Scientific classification
- Kingdom: Animalia
- Phylum: Chordata
- Class: Actinopterygii
- Order: Acanthuriformes
- Family: Lutjanidae
- Genus: Lutjanus
- Species: L. lutjanus
- Binomial name: Lutjanus lutjanus Bloch, 1790
- Synonyms: Lutjanus blochii Lacépède, 1802; Mesoprion caroui G. Cuvier, 1828; Serranus nouleny Valenciennes, 1828; Diacope lineolata Rüppell, 1829; Lutianus lineolatus (Rüppell, 1829); Lutjanus lineolatus (Rüppell, 1829); Mesoprion erythrognathus Valenciennes, 1831; Mesoprion xanthopterygius Bleeker, 1849; Rhomboplitoides megalops Fowler, 1918;

= Bigeye snapper =

- Authority: Bloch, 1790
- Conservation status: LC
- Synonyms: Lutjanus blochii Lacépède, 1802, Mesoprion caroui G. Cuvier, 1828, Serranus nouleny Valenciennes, 1828, Diacope lineolata Rüppell, 1829, Lutianus lineolatus (Rüppell, 1829), Lutjanus lineolatus (Rüppell, 1829), Mesoprion erythrognathus Valenciennes, 1831, Mesoprion xanthopterygius Bleeker, 1849, Rhomboplitoides megalops Fowler, 1918

Species of fish

The bigeye snapper (Lutjanus lutjanus), also known as the bigeye seaperch, red sea lined snapper, golden striped snapper, rosy snapper, yellow snapper, or simply snapper, is a species of marine ray-finned fish, a snapper belonging to the family Lutjanidae. It is native to the Indian Ocean and the western Pacific Ocean. It is the type species of the genus Lutjanus.

==Taxonomy==
The bigeye snapper was first formally described in 1790 by the German physician and zoologist Marcus Elieser Bloch with the type locality given as Japan, although this is thought to be erroneous and is actually Indonesia. Bloch named the genus Lutjanus when he described this species and it is the type species of that genus by tautonymy. The name, lutjanus, is derived from a local Indonesian name for snappers, ikhan Lutjang.

==Description==
The bigeye snapper has a fusiform, slender body which has a standard length that is 2.9 to 3.3 as long as the body's deepest points. It has a gently sloped forehead and the preopercular incision and knob are weakly developed. The vomerine teeth are arranged in a triangular patch with a central rearwards extension and the tongue has a patch of grain-like teeth. The dorsal fin has 10-12 spines and 12 soft rays while the anal fin contains 3 spines and 8 soft rays. The rear of the dorsal fin and the anal fin have an angular profile, the pectoral fins have 16-17 rays and the caudal fin is truncate or weakly emarginate. This fish attains a maximum total length of 35 cm. The upper back is golden-brown in colour with silvery-white flanks with a brown to yellow stripe running from the snout to the dorsal caudal peduncle. It has oblique golden lines above the lateral line and horizontal stripes below it. The dorsal, anal and caudal fins are vivid yellow.

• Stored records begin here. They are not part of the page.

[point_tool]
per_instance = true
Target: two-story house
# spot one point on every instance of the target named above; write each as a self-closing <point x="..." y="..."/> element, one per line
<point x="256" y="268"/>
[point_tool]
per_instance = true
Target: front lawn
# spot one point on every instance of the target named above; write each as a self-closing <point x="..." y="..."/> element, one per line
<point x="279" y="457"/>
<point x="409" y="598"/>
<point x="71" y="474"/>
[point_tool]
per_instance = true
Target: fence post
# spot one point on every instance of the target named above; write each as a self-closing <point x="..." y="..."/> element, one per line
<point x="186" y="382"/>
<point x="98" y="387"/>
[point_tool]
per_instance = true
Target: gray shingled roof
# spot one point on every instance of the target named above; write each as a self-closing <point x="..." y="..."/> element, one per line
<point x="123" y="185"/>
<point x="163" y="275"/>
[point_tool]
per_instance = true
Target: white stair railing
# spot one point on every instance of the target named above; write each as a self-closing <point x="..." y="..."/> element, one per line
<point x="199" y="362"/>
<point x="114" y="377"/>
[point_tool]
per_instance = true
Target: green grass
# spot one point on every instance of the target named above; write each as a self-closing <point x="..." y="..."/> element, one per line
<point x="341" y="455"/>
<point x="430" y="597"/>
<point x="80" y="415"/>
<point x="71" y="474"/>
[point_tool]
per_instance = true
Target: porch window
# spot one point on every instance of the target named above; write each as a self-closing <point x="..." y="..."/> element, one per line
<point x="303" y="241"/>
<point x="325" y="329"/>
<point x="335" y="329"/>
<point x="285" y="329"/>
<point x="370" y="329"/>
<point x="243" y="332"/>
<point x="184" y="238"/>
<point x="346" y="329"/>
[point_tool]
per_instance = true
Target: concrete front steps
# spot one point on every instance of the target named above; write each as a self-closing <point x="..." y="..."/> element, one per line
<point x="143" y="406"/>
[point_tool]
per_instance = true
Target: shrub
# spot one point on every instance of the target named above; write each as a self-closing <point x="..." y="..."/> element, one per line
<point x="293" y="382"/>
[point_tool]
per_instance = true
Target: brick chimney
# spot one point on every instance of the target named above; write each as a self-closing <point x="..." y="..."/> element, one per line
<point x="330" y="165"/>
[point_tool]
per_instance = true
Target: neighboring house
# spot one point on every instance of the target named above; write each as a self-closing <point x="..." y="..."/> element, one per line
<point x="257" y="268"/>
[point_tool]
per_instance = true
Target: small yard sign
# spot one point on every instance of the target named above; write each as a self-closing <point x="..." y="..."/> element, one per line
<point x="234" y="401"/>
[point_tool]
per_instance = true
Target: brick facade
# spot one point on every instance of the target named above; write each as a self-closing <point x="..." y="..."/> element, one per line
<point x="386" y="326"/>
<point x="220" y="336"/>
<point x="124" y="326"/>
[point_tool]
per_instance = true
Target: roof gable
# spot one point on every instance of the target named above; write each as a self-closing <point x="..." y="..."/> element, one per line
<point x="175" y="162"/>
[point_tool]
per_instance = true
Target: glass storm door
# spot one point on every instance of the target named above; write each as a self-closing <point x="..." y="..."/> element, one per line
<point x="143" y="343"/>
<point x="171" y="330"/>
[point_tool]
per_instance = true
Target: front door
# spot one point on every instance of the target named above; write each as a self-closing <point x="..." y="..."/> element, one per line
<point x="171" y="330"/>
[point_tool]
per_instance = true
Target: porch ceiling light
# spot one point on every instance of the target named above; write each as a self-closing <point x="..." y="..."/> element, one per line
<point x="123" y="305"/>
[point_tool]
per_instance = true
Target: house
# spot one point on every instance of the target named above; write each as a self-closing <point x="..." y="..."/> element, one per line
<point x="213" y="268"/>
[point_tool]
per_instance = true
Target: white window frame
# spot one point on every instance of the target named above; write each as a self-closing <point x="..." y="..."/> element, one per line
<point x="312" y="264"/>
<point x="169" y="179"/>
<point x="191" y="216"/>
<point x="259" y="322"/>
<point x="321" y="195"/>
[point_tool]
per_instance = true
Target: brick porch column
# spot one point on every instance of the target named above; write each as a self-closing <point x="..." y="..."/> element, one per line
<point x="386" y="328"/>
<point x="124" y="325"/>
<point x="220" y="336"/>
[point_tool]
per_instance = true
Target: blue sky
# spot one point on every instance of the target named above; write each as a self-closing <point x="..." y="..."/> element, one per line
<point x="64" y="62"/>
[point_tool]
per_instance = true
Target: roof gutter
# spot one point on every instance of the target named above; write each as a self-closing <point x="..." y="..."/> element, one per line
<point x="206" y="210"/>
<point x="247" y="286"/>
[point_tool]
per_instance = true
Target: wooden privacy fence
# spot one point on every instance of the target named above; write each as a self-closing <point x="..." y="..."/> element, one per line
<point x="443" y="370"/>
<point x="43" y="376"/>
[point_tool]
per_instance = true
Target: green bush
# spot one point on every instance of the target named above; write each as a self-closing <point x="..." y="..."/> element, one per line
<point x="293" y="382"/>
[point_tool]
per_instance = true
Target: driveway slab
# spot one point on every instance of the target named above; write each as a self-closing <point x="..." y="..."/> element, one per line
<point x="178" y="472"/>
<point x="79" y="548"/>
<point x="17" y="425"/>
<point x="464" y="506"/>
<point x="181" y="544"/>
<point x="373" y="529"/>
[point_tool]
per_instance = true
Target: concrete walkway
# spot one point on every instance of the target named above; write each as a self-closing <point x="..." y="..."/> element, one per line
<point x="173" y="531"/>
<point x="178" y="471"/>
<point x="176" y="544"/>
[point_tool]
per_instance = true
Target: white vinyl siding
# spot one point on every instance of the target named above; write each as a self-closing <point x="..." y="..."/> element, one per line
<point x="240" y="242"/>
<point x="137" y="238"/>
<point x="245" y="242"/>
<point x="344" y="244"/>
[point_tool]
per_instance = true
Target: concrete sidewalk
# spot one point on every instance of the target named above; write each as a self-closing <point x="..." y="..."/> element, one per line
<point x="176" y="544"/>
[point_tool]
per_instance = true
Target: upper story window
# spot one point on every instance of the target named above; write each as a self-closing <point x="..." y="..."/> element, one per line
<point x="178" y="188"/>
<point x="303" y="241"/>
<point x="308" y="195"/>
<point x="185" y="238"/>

==Distribution and habitat==
The bigeye snapper has a wide Indo-West Pacific distribution. It is found from the Red Sea and the eastern African coast as far south as South Africa and Madagascar east along the southern Asian coast, including the Seychelles, into the Pacific where it has been recorded from Tonga and Wallis Island. It extends north to Japan and south to Australia. In Australian waters it has been recorded from the coasts north-western Western Australia around the tropical northern coast to the northern coast of Queensland. It is found at depths between 1 and 96 m in areas of coral reef and inshore waters with soft substrates.

==Biology==
The bigeye snapper is often observed in large aggregations with congeners. It is a predatory species which hunts fishes and crustaceans. They have been reported spawning in the Gulf of Aden in March, off eastern Africa in November and between January and June in the Gulf of Suez.

==Fisheries and conservation==
The bigeye snapper caught using handlines and bottom trawls in some parts of its range, it is also caught as a bycatch in shrimp fisheries. The catch is sold fresh and it can be a common species in fish markets. Between 1979 and 1982 2,286 tonnes was reported to the FAO as being taken in the Gulf of Suez representing 10-20% of the annual snapper landings in that region. However, this species remains locally abundant and has stable populations so the IUCN have assessed it as Least Concern.